When to cache Tasks?

Tags:

c#

caching

async-await

task-parallel-library

task

I was watching The zen of async: Best practices for best performance and Stephen Toub started to talk about Task caching, where instead of caching the results of task jobs you cache the tasks themselves. As far as i understood starting a new task for every job is expensive and it should be minimized as much as possible. At around 28:00 he showed this method:

Click to copy

private static ConcurrentDictionary<string, string> s_urlToContents;  public static async Task<string> GetContentsAsync(string url) {     string contents;     if(!s_urlToContents.TryGetValue(url, out contents))     {         var response = await new HttpClient().GetAsync(url);         contents = response.EnsureSuccessStatusCode().Content.ReadAsString();         s_urlToContents.TryAdd(url, contents);     }     return contents; }

Which at a first look looks like a good thought out method where you cache results, i didn't event think about caching the job of getting the contents.

And than he showed this method:

Click to copy

private static ConcurrentDictionary<string, Task<string>> s_urlToContents;  public static Task<string> GetContentsAsync(string url) {     Task<string> contents;     if(!s_urlToContents.TryGetValue(url, out contents))     {         contents = GetContentsAsync(url);         contents.ContinueWith(t => s_urlToContents.TryAdd(url, t); },         TaskContinuationOptions.OnlyOnRanToCompletion |         TaskContinuationOptions.ExecuteSynchronously, TaskScheduler.Default);     }     return contents; }  private static async Task<string> GetContentsAsync(string url) {     var response = await new HttpClient().GetAsync(url);     return response.EnsureSuccessStatusCode().Content.ReadAsString(); }

I have trouble understanding how this actually helps more than just storing the results.

Does this mean that you're using less Tasks to get the data?

And also, how do we know when to cache tasks? As far as i understand if you're caching in the wrong place you just get a load of overhead and stress the system too much

955

asked Mar 18 '16 12:03

Nikola.Lukovic

2 Answers

I have trouble understanding how this actually helps more than just storing the results.
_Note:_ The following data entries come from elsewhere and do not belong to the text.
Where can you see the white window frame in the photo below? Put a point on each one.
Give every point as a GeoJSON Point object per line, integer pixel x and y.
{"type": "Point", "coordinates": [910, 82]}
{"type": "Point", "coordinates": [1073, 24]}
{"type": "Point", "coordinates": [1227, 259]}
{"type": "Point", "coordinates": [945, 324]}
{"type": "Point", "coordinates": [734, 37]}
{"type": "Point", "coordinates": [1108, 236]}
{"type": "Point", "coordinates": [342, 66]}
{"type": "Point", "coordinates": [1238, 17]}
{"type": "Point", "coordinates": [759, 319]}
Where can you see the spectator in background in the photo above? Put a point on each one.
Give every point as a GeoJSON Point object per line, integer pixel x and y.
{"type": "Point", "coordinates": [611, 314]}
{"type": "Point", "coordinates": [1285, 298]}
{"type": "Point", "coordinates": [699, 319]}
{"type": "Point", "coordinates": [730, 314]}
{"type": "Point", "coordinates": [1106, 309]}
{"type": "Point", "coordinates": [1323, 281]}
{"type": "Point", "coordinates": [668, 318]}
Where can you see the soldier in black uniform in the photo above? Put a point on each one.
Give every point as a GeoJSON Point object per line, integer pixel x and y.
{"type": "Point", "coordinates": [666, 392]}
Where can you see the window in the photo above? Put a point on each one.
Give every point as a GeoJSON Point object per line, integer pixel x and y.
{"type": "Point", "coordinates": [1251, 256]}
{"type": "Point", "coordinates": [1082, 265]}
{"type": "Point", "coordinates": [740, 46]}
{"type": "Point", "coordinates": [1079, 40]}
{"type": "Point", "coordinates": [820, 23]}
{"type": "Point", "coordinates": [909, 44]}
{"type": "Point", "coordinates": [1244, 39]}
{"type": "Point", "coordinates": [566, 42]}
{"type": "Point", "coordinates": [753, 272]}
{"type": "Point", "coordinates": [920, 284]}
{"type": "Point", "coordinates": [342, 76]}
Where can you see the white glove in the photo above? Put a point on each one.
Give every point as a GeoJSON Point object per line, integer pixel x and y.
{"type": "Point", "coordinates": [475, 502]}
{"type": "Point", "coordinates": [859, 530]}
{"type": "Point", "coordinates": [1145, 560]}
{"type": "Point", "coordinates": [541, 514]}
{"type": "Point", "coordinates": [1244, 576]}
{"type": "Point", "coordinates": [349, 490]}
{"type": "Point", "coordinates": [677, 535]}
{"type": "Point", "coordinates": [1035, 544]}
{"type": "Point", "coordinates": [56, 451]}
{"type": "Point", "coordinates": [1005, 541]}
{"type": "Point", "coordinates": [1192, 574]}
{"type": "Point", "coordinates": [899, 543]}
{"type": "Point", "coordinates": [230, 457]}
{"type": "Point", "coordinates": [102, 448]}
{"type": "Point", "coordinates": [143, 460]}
When a method is marked with the async modifier, the compiler will automatically transform the underlying method into a state-machine, as Stephan demonstrates in previous slides. This means that the use of the first method will always trigger a creation of a Task.

In the second example, notice Stephan removed the async modifier and the signature of the method is now public static Task<string> GetContentsAsync(string url). This now means that the responsibility of creating the Task is on the implementer of the method and not the compiler. By caching Task<string>, the only "penalty" of creating the Task (actually, two tasks, as ContinueWith will also create one) is when it's unavailable in the cache, and not foreach method call.

In this particular example, IMO, wasn't to re-use the network operation that is already ongoing when the first task executes, it was simply to reduce the amount of allocated Task objects.

how do we know when to cache tasks?

Think of caching a Task as if it were anything else, and this question can be viewed from a more broad perspective: When should I cache something? The answer to this question is broad, but I think the most common use case is when you have an expensive operation which is on the hotpath of your application. Should you always be caching tasks? definitely not. The overhead of the state-machine allocation is usually neglectable. If needed, profile your app, and then (and only then) think if caching would be of use in your particular use case.

161

answered Sep 19 '22 18:09

Yuval Itzchakov

Let's assume you are talking to a remote service which takes the name of a city and returns its zip codes. The service is remote and under load so we are talking to a method with an asynchronous signature:

Click to copy

interface IZipCodeService {     Task<ICollection<ZipCode>> GetZipCodesAsync(string cityName); }

Since the service needs a while for every request we would like to implement a local cache for it. Naturally the cache will also have an asynchronous signature maybe even implementing the same interface (see Facade pattern). A synchronous signature would break the best-practice of never calling asynchronous code synchronously with .Wait(), .Result or similar. At least the cache should leave that up to the caller.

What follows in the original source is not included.